Майор встал со стула и зашагал по комнате из угла в угол, видимо продумывая новую, только что пришедшую ему на ум мысль. Потом он попросил у хозяина разрешения поговорить по телефону и вышел.

Мы продолжали пить чай. Прошло не менее четверти часа, прежде чем Рожков вернулся. Я сразу увидел, что случилось что-то важное, — так бледно было его лицо и так нервны были движения.

— Артемий! — сказал он взволнованным голосом. — Коломийцева никто не приглашал на торжество. Я звонил в горисполком.

— Ну? Значит, он обманул тебя!

— Нет, обманули его самого! Это ловушка, понимаешь? Его заманили в западню!

— Что ты говоришь! Ему угрожает опасность?

— Да. Он теперь им — как бельмо на глазу. Шидловский, надо думать, узнал, что сестра написала ему в Киев. От кого? Да от нее же самой. Они почуяли опасность. Вдруг Коломийцев передаст письмо органам государственной безопасности? Тогда ведь размотается весь клубочек! Не допустить этого. Немедленно устранить Коломийцева. Тогда Шидловский еще долго сможет фигурировать под его именем, разъезжая по захолустью.

— А родственники-то как?

— Он одинок, а соседи привыкли к разъездам корреспондента. Я дал распоряжение по линии снять Коломийцева с поезда. Думаю, что удастся это сделать на станции Панычи. Но надо самому там быть... Немедленно ехать! Все остальное подождет. Сейчас придет наша большая машина.

Краевский вскочил с кушетки и, опираясь на палку, заковылял к гардеробу. Рожков остановил его:

— Нет, Артемий, ты ничем не можешь нам помочь. Оставайся здесь.

— Нога почти зажила.

— Все равно. Ты здесь необходим, потому что один знаешь как следует место. Прошу тебя участвовать в операции «УН». Это очень важно. А я поеду с Хрулевым и...
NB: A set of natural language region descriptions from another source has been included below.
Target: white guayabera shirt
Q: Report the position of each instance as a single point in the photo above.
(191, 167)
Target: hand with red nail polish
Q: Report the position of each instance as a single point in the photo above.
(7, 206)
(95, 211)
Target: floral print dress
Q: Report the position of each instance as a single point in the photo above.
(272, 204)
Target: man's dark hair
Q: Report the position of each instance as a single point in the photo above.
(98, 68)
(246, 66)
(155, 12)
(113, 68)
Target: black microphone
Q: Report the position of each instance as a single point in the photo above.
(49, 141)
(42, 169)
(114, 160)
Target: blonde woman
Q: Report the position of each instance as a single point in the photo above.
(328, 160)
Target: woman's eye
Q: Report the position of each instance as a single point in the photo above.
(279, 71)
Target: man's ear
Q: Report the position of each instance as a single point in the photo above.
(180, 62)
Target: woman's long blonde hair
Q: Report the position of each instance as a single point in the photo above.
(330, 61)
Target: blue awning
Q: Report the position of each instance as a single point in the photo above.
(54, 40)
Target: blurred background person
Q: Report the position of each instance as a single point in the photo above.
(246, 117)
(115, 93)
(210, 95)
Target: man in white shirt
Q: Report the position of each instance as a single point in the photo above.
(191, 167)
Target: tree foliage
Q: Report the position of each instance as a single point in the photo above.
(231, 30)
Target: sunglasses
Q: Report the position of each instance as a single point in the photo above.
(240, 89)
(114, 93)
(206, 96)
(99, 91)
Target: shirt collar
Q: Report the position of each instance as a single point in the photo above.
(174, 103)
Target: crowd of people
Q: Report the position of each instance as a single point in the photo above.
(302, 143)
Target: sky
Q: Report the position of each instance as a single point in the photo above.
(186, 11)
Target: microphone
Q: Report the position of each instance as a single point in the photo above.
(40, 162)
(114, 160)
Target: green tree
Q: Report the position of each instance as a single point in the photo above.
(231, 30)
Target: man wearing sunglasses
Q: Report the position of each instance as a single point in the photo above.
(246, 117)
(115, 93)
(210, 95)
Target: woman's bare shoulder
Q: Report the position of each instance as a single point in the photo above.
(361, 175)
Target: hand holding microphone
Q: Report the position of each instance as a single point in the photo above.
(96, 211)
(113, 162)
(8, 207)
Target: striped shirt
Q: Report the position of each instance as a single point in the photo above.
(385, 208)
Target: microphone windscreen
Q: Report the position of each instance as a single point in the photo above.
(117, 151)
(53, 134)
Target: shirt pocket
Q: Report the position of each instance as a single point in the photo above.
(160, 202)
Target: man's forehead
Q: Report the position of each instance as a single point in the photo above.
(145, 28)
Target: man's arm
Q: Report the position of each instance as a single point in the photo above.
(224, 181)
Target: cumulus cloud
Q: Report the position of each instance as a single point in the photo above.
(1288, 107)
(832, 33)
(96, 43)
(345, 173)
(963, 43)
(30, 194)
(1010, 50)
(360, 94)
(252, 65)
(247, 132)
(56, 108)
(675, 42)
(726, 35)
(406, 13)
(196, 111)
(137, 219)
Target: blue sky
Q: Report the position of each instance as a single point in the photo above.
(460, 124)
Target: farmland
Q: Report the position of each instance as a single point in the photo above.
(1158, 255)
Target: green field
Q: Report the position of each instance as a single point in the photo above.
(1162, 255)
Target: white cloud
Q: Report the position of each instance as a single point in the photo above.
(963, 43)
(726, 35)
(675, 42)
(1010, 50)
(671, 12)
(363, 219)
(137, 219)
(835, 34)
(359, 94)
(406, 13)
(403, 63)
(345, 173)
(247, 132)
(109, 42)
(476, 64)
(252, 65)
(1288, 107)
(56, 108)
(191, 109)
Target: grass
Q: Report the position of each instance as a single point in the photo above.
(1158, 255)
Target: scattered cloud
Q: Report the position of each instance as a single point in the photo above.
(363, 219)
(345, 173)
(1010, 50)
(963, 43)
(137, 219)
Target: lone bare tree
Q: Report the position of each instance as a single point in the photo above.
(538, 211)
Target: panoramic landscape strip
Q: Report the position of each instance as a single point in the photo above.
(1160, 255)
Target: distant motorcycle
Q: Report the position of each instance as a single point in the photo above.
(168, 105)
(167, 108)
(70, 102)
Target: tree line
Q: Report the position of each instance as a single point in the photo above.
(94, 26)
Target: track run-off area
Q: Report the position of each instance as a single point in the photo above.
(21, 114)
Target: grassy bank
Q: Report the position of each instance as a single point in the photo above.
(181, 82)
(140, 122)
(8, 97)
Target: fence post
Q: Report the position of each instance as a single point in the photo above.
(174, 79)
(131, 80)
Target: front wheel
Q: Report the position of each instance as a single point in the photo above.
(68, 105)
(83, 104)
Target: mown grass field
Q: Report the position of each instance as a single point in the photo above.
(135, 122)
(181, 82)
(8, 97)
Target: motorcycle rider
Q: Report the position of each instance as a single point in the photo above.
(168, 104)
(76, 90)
Майор посмотрел на меня. Я подошел к нему.

— Товарищ Зернин, хотите?

— Хочу.

— Но это дело небезопасное.

— Андрей Матвеевич!

— Хорошо, едемте... Но вы слишком легко одеты. Будет холодно.

— Я дам ему свою фуфайку и кашне. — ответил За меня Артемий Иванович. — Сережа, откройте гардероб.

В это время к дому подкатил большой открытый автомобиль. Из него вышел Хрулев и поднялся к нам. Он был в штатском и привез штатское платье для майора. Тот быстро начал переодеваться, не переставая давать указания:

— Сережа, не забудьте спички... Артемий, дай ему, пожалуйста, карманный фонарик да приготовь нам штуки по три бутербродов.

Через минуту мы уже сидели в машине. Краевский провожал нас, стоя у окна. Я только успел крикнуть, чтобы он позвонил в больницу и успокоил Леночку.

Мотор загудел, машина тронулась с места, под колесами заскрипел гравий. Краевский помахал мне рукой в знак того, что понял меня.